In the studio will you tend to work on a single piece at a time or do you have multiple works ongoing?

As a result of this spreading method, I never work on a single piece at a time. If I were to do this, I think the practice would cease to be what it is. I’m either working on 5 paintings in a space at different timescales, with some being years or months old, or moving into the next area of the studio where I work on clusters of objects. I’ll sit down on the sofa to read and then find myself putting certain phrases into a painting. I’ll be dancing in front of the mirror while painting and then this will become part of a performance work. It’s all a form of cross-contamination.

Mandy El-Sayegh, What’s it called? Nothing, I just collect stuff, I’m a yard man, Installation View, MOCA Busan, Busan Biennale, 2020. © Busan Biennale 2020. 

I read that the colour choices you make are often reflected in those colours that make up the different states of bruising, is that correct?

Formally, the bruise is an interesting thing to look at, as it’s composed of layers. In the work, all forms are made up of layers, be that of reference material, fragments, colour, density, or speech. There are always decontextualized layers attempting to form a new whole or body.
I have in mind that Adorno quote, that there can be no poetry after Auschwitz. In regards to aesthetics, abstraction and transcendence, I feel I cannot reach that space in poetry, either by writing or painting, without citing current violence in its bodily manifestation. This is a nuanced process, as is the marbling that happens in livor mortis after death. If you zoom in on the decomposed skin, it can be very beautiful. Yet once you contextualise it and attach it to the body, you zoom out and see the horror. It’s working in that space in between, that fine line.

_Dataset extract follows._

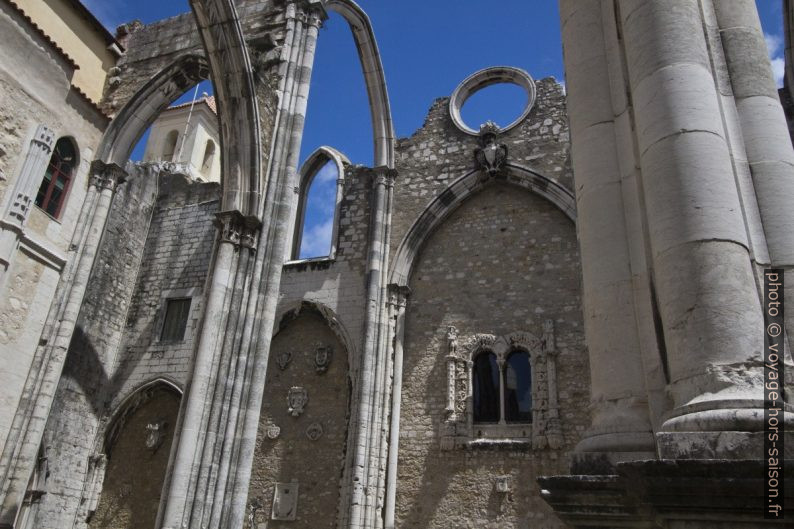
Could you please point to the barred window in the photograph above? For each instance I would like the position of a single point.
(175, 320)
(502, 388)
(58, 177)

How are your emotions when you know a piece is finished, do you ever have difficulty letting them leave the studio?

People often ask me this question, because in the sculptures, which include a lot of personal memorabilia, it seems it would be hard to let go. Yet, strangely enough, it’s not. I feel relief when I’ve finished a piece. I have this problem in most other aspects of my personal life – being a hoarder is precisely a pathology of not being able to let go. But this is the only space in the practice where it feels very natural to do so. I almost need to. This is the space away from that fullness, that overbearing too-muchness.‍

Finally, I want to ask, what are your upcoming plans for 2021?

I’m working on solo presentations at Lehmann Maupin in Seoul, UTA Artist Space in LA and Galerie Thaddaeus Ropac in Paris this year. I’m also exhibiting at British Art Show 9 and working on a research project with Philippines-based curator Renan Laru-an in collaboration with SOAS.